Horovod
What it is: Distributed deep learning framework from Uber that makes training on multiple GPUs and machines as easy as single GPU training.
What It Does Best
Simple distributed training. Add a few lines of code to scale from single GPU to hundreds of GPUs. No need to rewrite your training loop or manage complex distributed logic.
Framework agnostic. Works with TensorFlow, PyTorch, Keras, and MXNet. Switch frameworks without learning new distributed APIs.
MPI-based efficiency. Uses ring-allreduce algorithm for optimal communication. Near-linear scaling to hundreds of GPUs without the overhead of parameter servers.
Key Features
Data parallelism: Distribute training data across multiple GPUs/machines
Framework support: TensorFlow, PyTorch, Keras, MXNet, Apache MXNet
Ring-allreduce: Efficient gradient synchronization algorithm
Timeline: Performance profiling and bottleneck detection
Elastic training: Add/remove workers during training
Pricing
Free: Open source (Apache 2.0 license)
Commercial: No licensing costs for any use
Cloud: Free software, pay only for compute resources
When to Use It
✅ Need to scale training across multiple GPUs
✅ Want simple distributed training without complexity
✅ Using standard frameworks (TensorFlow, PyTorch)

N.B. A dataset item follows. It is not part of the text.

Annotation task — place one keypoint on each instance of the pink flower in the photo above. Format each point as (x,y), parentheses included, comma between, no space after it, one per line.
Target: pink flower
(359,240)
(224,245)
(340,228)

✅ Training takes too long on single GPU
✅ Need data parallelism for large datasets
When NOT to Use It
❌ Single GPU is sufficient for your training
❌ Need model parallelism (model doesn't fit in GPU memory)
❌ Using very small models (overhead not worth it)
❌ Custom communication patterns required
❌ Prefer vendor-specific solutions (AWS SageMaker, etc.)
Common Use Cases
Image model training: Scale ResNet, EfficientNet training to multi-GPU
NLP models: Distribute BERT, GPT training across cluster
Hyperparameter search: Run multiple experiments in parallel
Large batch training: Increase batch size across GPUs
Research acceleration: Speed up iteration cycles
Horovod vs Alternatives
vs PyTorch DDP: Horovod simpler setup, DDP more PyTorch-native
vs DeepSpeed: DeepSpeed better for huge models, Horovod simpler for data parallelism
vs tf.distribute: Horovod framework-agnostic, tf.distribute TensorFlow-only
Unique Strengths
Simplicity: Minimal code changes for distributed training
Framework agnostic: One API for TensorFlow, PyTorch, Keras
Ring-allreduce: Efficient communication pattern
Uber-proven: Battle-tested at scale in production
Bottom line: Best choice for straightforward data parallelism across frameworks. Perfect when you need to scale existing training code to multiple GPUs without major rewrites. Not for model parallelism, but unbeatable for simple distributed data parallel training.